Bir saray, yüzer kapalı kapıları var.
Bir tek kapı açılmasıyla, o saraya girilebilir, öteki kapılar da açılır.
Eğer bütün kapılar açık olsa, bir iki tanesi kapansa, o saraya girilemeyeceği söylenemez.
İşte hakaik-i imaniye o saraydır.
Herbir delil, bir anahtardır, isbat ediyor, kapıyı açıyor.
Bir tek kapının kapalı kalmasıyla o hakaik-i imaniyeden vazgeçilmez ve inkâr edilemez.

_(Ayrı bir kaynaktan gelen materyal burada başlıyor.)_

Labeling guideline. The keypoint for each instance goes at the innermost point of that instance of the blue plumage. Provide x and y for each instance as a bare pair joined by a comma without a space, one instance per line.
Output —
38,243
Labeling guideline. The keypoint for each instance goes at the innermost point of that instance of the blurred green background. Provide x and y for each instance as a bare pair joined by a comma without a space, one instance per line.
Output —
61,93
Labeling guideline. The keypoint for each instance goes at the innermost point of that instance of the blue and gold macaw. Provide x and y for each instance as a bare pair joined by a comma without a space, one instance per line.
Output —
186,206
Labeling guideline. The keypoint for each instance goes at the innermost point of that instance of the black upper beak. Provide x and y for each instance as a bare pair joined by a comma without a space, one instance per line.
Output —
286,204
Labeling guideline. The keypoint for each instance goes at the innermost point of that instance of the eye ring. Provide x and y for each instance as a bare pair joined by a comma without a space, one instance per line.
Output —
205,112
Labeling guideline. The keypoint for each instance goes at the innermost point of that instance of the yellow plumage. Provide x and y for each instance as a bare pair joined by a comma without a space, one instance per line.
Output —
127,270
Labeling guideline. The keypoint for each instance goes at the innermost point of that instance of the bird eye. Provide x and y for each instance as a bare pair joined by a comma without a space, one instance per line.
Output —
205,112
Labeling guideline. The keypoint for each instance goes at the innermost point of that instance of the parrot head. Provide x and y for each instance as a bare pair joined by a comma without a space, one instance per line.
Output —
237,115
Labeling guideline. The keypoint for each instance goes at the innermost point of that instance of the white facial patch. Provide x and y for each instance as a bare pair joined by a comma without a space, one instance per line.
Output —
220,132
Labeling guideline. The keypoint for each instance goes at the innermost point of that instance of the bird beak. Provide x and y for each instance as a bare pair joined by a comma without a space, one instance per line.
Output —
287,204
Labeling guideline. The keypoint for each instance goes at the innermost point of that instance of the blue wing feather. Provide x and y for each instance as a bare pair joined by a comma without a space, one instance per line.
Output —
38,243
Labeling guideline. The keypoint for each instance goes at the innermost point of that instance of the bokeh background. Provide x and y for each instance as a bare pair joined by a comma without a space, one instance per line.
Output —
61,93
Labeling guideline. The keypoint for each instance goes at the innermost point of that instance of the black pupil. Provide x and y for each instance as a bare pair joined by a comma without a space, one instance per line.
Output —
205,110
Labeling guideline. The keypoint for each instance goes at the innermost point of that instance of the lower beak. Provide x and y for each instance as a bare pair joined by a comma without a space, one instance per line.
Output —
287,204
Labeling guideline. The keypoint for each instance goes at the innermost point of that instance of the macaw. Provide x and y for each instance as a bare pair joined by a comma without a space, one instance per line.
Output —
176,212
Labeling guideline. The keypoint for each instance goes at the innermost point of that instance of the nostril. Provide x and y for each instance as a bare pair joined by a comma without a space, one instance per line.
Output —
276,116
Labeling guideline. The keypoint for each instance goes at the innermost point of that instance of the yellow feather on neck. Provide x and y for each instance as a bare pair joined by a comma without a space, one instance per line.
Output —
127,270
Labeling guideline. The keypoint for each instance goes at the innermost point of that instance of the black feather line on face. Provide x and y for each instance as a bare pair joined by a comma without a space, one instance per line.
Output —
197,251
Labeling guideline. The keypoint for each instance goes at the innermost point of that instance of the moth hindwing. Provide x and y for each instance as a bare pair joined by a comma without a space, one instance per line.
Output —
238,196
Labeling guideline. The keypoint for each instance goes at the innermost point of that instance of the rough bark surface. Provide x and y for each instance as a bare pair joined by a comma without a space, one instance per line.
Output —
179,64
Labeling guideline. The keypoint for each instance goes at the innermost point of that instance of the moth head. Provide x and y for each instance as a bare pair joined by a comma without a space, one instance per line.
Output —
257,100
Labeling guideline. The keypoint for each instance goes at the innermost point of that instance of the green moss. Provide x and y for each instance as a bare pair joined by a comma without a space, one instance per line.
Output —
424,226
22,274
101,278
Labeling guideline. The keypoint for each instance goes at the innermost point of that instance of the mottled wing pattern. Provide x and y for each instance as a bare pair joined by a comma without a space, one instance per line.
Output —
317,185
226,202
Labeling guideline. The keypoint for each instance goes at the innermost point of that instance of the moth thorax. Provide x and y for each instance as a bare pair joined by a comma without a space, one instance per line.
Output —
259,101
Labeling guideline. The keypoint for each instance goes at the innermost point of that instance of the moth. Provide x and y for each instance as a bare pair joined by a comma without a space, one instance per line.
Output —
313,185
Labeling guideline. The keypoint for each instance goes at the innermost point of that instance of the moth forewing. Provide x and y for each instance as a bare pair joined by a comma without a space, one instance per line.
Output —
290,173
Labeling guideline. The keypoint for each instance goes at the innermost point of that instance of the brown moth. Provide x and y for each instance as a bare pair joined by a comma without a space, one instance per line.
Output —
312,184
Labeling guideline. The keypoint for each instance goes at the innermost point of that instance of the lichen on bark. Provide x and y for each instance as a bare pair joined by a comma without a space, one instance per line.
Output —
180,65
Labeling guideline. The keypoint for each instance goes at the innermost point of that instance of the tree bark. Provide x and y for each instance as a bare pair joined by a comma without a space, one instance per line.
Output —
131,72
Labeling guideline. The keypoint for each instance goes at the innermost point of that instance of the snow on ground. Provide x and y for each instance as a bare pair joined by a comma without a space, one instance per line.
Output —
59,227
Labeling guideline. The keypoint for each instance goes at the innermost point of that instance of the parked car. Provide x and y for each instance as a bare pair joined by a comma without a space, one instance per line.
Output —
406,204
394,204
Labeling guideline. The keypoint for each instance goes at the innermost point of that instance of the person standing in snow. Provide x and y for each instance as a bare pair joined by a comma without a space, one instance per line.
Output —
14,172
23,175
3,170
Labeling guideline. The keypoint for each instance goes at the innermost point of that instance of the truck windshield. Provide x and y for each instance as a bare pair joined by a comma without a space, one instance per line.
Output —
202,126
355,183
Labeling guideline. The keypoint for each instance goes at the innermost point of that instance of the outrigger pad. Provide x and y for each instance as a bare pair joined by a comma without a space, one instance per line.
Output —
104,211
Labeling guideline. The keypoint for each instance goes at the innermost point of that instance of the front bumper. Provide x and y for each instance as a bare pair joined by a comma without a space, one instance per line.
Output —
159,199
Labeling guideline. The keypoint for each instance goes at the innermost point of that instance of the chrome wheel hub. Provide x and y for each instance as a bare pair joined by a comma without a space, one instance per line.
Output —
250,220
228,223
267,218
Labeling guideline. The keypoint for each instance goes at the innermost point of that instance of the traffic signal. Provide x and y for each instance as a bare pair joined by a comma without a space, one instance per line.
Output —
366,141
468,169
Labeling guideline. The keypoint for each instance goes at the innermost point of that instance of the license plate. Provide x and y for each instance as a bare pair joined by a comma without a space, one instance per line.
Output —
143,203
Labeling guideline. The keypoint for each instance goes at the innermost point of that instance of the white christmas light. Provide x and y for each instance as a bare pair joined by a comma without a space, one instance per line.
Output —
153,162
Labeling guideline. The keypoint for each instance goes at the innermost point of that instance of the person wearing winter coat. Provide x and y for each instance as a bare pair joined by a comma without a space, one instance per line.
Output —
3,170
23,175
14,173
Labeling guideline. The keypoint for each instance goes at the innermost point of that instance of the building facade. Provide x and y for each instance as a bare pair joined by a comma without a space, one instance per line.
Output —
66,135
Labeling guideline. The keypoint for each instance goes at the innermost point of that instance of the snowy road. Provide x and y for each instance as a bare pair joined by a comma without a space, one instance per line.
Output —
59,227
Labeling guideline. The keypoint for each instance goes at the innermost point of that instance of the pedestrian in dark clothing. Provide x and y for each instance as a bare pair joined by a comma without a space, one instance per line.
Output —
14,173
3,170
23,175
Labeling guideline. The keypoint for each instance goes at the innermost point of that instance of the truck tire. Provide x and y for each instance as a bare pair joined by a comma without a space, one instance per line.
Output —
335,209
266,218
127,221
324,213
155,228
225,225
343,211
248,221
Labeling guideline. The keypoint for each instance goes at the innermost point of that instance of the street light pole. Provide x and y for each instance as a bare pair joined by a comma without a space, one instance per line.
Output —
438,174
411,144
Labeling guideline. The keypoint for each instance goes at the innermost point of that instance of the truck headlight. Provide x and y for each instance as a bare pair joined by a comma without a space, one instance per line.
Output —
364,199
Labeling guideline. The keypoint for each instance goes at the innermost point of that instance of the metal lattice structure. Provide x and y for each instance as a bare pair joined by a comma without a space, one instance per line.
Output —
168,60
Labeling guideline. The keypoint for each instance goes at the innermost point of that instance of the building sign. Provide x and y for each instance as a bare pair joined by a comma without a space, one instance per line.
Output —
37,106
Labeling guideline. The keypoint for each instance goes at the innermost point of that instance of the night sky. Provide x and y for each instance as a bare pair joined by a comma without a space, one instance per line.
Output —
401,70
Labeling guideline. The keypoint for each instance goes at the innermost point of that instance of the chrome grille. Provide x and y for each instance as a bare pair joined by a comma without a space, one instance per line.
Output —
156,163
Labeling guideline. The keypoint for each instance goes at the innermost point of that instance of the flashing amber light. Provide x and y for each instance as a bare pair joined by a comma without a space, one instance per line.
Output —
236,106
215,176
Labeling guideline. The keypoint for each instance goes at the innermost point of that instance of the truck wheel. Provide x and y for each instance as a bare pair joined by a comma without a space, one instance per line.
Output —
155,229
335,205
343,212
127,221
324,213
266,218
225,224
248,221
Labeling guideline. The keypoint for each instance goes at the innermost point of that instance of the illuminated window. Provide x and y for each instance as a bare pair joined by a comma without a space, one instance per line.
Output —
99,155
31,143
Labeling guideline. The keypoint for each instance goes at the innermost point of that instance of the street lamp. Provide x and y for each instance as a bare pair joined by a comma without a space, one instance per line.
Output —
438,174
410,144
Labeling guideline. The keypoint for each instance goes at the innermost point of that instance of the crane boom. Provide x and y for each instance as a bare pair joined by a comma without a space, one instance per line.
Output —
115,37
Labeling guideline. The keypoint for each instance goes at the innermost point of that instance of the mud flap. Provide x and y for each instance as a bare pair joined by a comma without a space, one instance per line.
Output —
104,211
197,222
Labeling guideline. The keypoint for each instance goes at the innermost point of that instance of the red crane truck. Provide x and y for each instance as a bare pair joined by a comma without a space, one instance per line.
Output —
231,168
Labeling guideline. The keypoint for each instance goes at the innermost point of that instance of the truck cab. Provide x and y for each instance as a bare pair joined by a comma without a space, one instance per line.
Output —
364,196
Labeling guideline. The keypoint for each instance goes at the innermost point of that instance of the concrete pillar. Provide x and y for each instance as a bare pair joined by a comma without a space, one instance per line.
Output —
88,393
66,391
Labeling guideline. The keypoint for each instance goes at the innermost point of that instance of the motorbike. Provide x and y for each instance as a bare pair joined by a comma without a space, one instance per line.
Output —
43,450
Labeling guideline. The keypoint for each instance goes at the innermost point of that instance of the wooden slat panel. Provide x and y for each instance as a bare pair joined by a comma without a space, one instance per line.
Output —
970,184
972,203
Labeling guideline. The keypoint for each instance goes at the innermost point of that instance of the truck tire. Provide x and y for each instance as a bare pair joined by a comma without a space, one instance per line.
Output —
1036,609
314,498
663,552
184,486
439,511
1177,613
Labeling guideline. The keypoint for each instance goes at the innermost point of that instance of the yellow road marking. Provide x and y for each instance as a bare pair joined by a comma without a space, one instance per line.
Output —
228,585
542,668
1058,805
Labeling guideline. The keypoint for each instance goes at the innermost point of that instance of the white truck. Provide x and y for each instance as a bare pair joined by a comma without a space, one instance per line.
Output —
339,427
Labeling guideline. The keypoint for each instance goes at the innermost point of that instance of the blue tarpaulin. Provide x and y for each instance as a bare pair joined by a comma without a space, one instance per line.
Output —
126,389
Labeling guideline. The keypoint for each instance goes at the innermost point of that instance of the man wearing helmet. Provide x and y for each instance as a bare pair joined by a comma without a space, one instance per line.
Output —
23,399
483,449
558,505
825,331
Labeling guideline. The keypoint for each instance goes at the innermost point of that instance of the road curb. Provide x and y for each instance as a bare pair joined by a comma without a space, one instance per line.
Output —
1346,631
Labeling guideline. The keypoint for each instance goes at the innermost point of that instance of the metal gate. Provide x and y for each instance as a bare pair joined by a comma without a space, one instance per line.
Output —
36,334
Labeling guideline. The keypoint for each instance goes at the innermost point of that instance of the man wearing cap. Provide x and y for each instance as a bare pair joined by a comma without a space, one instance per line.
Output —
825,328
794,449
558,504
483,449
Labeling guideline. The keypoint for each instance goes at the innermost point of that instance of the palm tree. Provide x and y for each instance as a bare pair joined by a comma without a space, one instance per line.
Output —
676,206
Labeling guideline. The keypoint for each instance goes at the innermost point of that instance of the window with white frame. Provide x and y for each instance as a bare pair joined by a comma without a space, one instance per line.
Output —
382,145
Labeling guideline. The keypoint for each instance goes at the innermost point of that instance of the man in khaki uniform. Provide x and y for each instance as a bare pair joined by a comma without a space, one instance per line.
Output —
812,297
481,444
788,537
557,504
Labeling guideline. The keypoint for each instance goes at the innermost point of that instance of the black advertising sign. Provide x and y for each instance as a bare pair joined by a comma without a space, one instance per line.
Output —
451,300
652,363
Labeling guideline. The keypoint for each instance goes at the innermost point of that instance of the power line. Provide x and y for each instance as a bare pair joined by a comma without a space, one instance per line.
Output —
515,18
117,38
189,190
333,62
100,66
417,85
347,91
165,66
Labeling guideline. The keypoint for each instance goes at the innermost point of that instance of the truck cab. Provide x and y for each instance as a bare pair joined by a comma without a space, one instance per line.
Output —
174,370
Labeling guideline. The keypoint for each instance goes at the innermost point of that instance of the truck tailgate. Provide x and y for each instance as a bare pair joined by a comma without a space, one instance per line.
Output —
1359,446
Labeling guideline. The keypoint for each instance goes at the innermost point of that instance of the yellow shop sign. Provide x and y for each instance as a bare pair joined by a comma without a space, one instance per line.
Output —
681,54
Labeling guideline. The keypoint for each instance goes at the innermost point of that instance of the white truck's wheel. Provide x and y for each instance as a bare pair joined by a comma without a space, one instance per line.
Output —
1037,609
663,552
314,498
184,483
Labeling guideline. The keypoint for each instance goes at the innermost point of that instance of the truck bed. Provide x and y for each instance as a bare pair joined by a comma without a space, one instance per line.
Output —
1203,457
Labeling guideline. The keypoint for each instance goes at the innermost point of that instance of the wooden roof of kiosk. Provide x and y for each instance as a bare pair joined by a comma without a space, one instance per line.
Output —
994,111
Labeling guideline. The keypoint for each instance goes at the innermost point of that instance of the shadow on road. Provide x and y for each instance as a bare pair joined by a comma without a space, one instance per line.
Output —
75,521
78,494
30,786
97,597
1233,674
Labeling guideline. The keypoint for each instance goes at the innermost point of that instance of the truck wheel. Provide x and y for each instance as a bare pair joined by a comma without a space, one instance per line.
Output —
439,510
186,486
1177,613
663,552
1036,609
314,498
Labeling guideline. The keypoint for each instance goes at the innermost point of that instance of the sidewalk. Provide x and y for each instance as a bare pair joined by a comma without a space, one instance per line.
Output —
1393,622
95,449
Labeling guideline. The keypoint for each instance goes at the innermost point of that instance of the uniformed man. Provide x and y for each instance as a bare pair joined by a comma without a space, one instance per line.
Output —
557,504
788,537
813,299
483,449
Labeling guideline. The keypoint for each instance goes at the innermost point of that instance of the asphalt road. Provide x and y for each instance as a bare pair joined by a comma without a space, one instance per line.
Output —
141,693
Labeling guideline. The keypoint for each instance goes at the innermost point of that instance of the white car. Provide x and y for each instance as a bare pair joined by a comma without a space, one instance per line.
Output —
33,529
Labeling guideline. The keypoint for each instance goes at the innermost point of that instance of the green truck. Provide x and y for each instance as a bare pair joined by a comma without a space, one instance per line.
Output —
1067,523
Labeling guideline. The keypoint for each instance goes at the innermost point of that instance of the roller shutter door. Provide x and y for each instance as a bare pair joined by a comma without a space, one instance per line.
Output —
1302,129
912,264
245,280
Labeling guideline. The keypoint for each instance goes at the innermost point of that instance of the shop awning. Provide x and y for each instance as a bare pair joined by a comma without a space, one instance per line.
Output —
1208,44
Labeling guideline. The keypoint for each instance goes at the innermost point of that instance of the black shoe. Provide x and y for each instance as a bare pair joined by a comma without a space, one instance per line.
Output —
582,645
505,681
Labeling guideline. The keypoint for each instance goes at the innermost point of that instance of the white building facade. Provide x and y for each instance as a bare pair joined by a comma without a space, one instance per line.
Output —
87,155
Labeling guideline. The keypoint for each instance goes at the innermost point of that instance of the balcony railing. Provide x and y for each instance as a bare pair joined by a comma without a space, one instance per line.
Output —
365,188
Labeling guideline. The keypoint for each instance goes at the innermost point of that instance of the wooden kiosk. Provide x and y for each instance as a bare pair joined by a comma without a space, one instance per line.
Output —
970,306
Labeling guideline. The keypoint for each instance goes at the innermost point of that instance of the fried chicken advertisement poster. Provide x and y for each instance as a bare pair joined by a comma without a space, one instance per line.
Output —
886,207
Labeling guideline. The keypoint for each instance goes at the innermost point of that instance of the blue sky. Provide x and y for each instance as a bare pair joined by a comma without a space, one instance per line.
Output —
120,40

Şeytan ise, bazı esbaba binaen, ya gaflet veya cehalet vasıtasıyla kapalı kalmış olan bir kapıyı gösterir; isbat edici bütün delilleri nazardan ıskat ediyor.
"İşte, bu saraya girilmez, belki saray değildir, içinde birşey yoktur." der kandırır.
İşte ey şeytanın desiselerine mübtela olan bîçare insan!
Hayat-ı diniye, hayat-ı şahsiye ve hayat-ı içtimaiyenin selâmetini dilersen ve sıhhat-i fikir ve istikamet-i nazar ve selâmet-i kalb istersen; muhkemat-ı Kur'aniyenin mizanlarıyla ve Sünnet-i Seniyenin terazileriyle a'mal ve hatıratını tart ve Kur'anı ve Sünnet-i Seniyeyi daima rehber yap ve "
اَعُوذُ بِاللّٰهِ مِنَ الشَّيْطَانِ الرَّج۪يمِ
" de, Cenab-ı Hakk'a ilticada bulun.